In recent years, our perception of OA has changed significantly. It is increasingly obvious that it is difficult to distinguish between changes in joints occasioned by age and those of true OA recalling that both are interrelated. Arguably, it is even difficult to know what OA actually is or how to diagnose it! The disease, if indeed it is one disease, is no longer seen as a “wear and tear” disorder or one in which cartilage failure and wear produce joint disruption. The roles of DNA expressions, abnormal joint modeling, underlying subchondral bone changes, ligaments, and vascularization are becoming clearer. Granted the comorbidities it has, OA should be seen also as a serious health risk to the sufferer.

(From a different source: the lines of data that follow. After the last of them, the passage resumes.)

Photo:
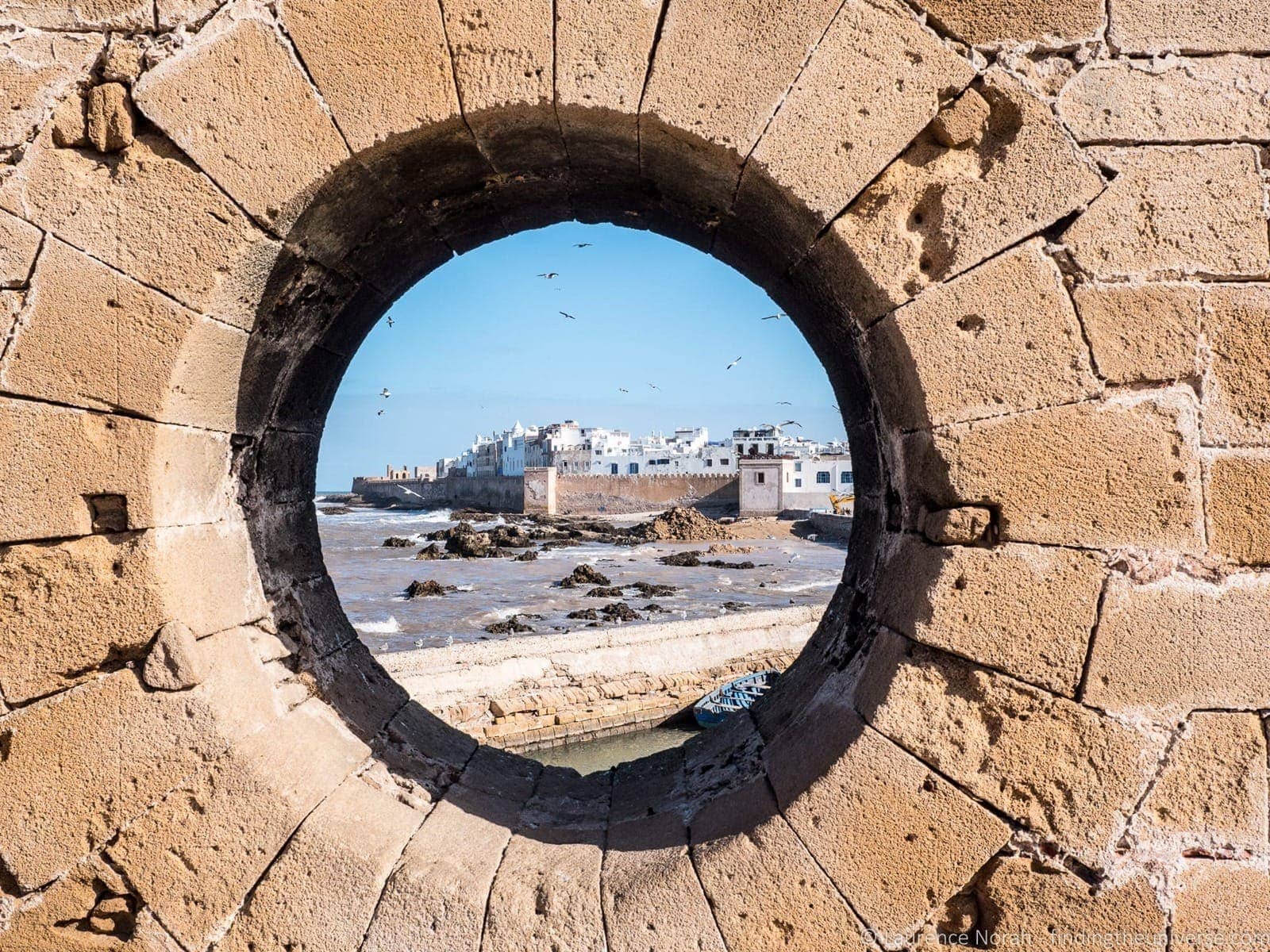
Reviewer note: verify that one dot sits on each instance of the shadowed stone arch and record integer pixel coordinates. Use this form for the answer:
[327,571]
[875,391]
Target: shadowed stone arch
[1045,651]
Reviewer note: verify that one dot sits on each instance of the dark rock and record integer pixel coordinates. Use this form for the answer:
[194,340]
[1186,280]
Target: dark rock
[429,589]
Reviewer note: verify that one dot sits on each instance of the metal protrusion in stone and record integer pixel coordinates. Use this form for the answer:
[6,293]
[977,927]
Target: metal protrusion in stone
[110,117]
[963,122]
[175,662]
[964,526]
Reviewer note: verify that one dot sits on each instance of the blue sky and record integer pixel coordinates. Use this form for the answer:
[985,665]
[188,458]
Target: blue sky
[479,344]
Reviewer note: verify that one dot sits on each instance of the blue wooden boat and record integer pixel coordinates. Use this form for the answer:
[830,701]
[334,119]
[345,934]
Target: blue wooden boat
[734,696]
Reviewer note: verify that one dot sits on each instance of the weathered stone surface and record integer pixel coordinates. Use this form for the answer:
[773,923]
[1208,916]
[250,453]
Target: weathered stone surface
[1060,770]
[436,898]
[1141,333]
[1238,505]
[175,662]
[165,362]
[546,894]
[652,898]
[1221,905]
[97,454]
[118,748]
[937,211]
[1175,213]
[1118,473]
[963,526]
[505,63]
[1005,23]
[1022,898]
[764,888]
[887,76]
[999,340]
[83,14]
[1212,790]
[79,605]
[321,892]
[893,837]
[1219,25]
[1181,644]
[383,67]
[708,79]
[146,213]
[1024,609]
[1168,101]
[268,152]
[110,117]
[19,241]
[196,854]
[1236,324]
[36,71]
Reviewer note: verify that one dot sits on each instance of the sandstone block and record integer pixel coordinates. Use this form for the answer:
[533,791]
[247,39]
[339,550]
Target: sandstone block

So how do we move forward? Firstly, radiologically and clinically, we need to characterize more clearly the obvious subsets that are known to exist already and to possibly identify others. To set up studies which include a heterogeneous mix is inevitably doomed to failure. Secondly, the distinction between the features of “repair” and “failure” in the damaged joint are far from clear or even widely considered to exist. Imaging provides the unique in vivo ability to look at the processes occurring within the whole joint organ. Global scoring systems such as the Kellgren and Lawrence score are no longer good enough [4]. Even careful assessment of individual signs, such as osteophytes or joint space narrowing, using more detailed scoring systems have their limitations as they do not give credence to the possibility that, for example, an osteophyte may be a good reparative thing. The lessons learnt from skeletal scintigraphy have not been further developed. What was it in bone that caused the activity changes that were so predictive of outcome? Can texture analysis further elaborate early changes before joint failure? The future for MRI is exciting and offers great potential. For example, we need to reexamine Herwig Imhof’s seminal work on the osteochondral junction for, if he is correct, our ideas about the health and disease of the osteochondral junction needs a radical rethink. To start this process radiologically, we need far more detailed studies of subchondral bone perfusion and diffusion and to further explore ultrashort echo time imaging. How soon in the OA process are changes occurring here? Can we demonstrate subchondral perfusion and diffusion in vivo with or without the need for contrast medium? The advent of higher field strength magnets at 7T makes this a ready possibility. Thirdly, is it reasonable to include OA in the Metabolic Syndrome for, if so, should it be treated accordingly? We need to extend existing work in the aorta and carotid vessels to those more intimately related to OA joints. Careful clinicoradiological studies should show us whether or not Metabolic Syndrome is associated with BMLs or even severe OA, and if so, which subsets?

Finally, whatever the future holds, for now, OA is far from a benign disease. As we observed 18 years ago in this journal, most of us are going to get OA, and the sooner the disease and repair processes are understood, the better [40].